Flawless’ technology, in other words, did exactly what Jason and his team needed it to do. Director Luke Greenfield got to maintain the integrity of the scenes and comedy, something “which I know Luke was very happy with,” says Jason. And at the same time, Amazon secured the PG-13 rating it needed for distribution, making for a bigger hit on its platform.
Thanks to censorship editing, a key use case of DeepEditor, this was all possible without disrupting the tone or comedy of the film, or bringing everybody back for reshoots.
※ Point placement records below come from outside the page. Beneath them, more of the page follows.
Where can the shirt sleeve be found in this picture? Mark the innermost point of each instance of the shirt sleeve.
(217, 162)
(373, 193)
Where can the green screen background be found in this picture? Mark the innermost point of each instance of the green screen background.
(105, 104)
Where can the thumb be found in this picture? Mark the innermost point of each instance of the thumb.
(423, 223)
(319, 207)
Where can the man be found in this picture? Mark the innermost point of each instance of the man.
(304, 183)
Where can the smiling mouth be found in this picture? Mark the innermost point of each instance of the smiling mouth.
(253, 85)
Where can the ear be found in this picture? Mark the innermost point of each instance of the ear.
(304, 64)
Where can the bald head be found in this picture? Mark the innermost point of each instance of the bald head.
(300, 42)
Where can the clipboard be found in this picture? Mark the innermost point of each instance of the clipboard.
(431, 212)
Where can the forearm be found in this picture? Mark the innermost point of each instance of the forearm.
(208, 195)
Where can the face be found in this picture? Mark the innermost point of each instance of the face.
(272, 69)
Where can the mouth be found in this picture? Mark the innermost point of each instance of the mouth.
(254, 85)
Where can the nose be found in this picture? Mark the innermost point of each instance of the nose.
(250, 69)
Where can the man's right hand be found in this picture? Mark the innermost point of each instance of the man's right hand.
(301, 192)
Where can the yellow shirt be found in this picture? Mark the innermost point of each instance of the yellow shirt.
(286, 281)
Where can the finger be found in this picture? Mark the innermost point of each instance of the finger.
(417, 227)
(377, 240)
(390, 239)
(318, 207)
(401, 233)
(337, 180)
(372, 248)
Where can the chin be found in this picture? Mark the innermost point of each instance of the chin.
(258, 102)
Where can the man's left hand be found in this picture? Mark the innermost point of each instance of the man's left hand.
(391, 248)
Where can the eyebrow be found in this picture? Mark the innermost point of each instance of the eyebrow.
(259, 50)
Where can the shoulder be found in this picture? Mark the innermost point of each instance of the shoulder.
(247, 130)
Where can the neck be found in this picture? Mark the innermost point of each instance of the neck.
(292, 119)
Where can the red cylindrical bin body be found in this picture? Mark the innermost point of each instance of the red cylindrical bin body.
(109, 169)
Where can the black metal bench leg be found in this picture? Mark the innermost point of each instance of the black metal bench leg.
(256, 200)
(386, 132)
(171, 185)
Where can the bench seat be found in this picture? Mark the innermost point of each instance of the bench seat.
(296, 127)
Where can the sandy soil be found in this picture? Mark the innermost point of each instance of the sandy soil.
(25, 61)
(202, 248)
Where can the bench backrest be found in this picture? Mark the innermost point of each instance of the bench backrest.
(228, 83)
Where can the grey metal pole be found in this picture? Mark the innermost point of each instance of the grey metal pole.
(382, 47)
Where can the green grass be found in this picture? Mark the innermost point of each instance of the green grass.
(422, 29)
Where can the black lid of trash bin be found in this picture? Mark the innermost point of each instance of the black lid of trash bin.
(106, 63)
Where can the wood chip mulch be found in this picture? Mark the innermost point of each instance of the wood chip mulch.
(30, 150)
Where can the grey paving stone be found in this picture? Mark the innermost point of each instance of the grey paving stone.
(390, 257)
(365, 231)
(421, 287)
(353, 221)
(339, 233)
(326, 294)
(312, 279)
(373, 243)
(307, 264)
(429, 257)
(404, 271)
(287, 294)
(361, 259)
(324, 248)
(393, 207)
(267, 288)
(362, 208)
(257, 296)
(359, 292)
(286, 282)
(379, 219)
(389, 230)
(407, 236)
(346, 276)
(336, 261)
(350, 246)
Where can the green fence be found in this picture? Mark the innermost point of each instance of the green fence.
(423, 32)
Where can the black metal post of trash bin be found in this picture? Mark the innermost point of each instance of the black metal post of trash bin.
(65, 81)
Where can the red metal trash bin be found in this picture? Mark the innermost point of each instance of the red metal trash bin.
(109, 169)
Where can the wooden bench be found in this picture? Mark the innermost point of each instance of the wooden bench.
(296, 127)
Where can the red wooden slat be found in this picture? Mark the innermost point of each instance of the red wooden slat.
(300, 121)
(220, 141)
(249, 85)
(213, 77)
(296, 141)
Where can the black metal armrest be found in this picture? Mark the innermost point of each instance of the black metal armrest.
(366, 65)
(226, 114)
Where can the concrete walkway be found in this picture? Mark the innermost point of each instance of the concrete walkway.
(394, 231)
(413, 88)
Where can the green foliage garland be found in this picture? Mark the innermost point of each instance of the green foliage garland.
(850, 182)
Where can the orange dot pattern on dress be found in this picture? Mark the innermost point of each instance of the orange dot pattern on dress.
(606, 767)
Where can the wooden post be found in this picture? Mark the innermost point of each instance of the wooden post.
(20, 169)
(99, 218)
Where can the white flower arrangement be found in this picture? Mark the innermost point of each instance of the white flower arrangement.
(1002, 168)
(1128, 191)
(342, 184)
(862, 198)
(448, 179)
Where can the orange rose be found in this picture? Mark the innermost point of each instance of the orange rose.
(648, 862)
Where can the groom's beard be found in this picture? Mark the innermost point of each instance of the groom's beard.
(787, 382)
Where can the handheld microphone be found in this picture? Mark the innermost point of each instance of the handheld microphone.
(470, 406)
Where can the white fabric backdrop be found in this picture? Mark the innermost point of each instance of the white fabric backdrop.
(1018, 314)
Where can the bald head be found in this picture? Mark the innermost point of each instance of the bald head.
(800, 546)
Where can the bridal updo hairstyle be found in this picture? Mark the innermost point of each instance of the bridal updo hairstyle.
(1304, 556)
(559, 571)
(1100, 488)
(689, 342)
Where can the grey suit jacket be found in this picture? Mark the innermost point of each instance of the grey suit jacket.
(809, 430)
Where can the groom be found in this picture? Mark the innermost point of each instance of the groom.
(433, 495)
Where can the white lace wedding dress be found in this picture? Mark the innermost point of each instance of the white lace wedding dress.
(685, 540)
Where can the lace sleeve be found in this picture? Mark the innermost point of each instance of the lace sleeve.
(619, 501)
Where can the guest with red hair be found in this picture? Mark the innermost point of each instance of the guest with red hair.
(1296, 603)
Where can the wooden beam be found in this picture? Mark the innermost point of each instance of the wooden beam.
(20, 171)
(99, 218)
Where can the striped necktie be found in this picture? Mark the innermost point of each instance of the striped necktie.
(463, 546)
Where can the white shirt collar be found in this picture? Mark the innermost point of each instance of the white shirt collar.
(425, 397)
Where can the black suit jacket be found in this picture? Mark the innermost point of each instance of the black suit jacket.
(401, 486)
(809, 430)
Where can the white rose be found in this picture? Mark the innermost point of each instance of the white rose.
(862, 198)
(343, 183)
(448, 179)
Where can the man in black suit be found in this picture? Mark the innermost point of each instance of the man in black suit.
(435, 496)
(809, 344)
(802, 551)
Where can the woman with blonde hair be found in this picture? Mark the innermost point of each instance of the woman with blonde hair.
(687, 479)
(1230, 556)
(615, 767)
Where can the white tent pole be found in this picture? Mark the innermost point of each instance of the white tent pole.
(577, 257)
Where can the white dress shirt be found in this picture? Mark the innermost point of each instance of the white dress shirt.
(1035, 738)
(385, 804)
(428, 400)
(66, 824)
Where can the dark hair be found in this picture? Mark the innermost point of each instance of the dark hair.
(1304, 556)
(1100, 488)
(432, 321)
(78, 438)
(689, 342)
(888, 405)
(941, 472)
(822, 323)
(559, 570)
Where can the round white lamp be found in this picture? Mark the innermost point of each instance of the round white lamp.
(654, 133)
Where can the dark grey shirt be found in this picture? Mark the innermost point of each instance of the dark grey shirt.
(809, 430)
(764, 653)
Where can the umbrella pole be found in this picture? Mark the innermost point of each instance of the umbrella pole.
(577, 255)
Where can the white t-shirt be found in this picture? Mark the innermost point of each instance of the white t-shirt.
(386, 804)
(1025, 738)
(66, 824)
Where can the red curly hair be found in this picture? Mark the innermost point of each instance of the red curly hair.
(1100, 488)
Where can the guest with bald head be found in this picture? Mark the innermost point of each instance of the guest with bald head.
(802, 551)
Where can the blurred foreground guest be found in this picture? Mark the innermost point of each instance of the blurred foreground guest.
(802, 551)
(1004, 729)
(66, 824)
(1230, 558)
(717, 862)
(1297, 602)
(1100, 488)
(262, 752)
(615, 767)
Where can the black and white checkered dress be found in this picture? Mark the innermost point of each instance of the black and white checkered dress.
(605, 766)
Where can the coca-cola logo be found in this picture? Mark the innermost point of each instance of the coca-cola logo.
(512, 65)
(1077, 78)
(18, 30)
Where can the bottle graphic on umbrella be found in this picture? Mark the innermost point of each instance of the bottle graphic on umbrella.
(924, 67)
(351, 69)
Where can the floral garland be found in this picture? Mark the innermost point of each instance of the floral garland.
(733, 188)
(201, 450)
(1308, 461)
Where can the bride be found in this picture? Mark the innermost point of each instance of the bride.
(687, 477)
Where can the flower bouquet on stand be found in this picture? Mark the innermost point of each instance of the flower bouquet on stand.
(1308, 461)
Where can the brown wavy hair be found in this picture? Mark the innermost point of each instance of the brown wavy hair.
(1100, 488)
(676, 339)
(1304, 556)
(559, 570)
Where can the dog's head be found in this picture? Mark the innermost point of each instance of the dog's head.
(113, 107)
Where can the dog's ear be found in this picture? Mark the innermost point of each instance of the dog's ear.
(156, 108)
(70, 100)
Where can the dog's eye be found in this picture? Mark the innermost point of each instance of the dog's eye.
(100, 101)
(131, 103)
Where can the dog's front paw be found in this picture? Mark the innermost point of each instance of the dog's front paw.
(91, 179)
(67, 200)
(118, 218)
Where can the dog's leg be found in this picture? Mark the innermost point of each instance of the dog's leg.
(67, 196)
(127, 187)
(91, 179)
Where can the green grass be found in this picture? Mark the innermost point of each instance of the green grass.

In addition to solving the direct problem Jason and his team had, DeepEditor, Flawless’ AI-assisted editing tool available as both a web app and an Avid plugin, offered the Playdate team a number of distinct advantages:
More Creative Control
The Playdate team were able to test several options in a low cost way before committing to altered lines that the director was happy with before anything was final.
Unmatched Visual Fidelity
The Playdate team could adhere to the picture quality standards required by the film and streaming industries. Flawless’s final vub outputs offered them up to 16-bit 8K resolution and lossless color.
Clean Data. Clear Rights.
The Playdate team could trust that AI models used to tweak the actors’ lips were ethically sourced and legally cleared. The footage they uploaded of Isla Fisher, Alan Ritchson, Kevin James and other stars was used only in relation to the specific project, and never to train general models.
Studio-Grade Security
The Playdate team’s content was safe: handled in an environment that meets TPN security standards, with rigorous media handling protocols trusted by the world's biggest studios.
Thanks to Jason Benoit for his interview as part of this case study.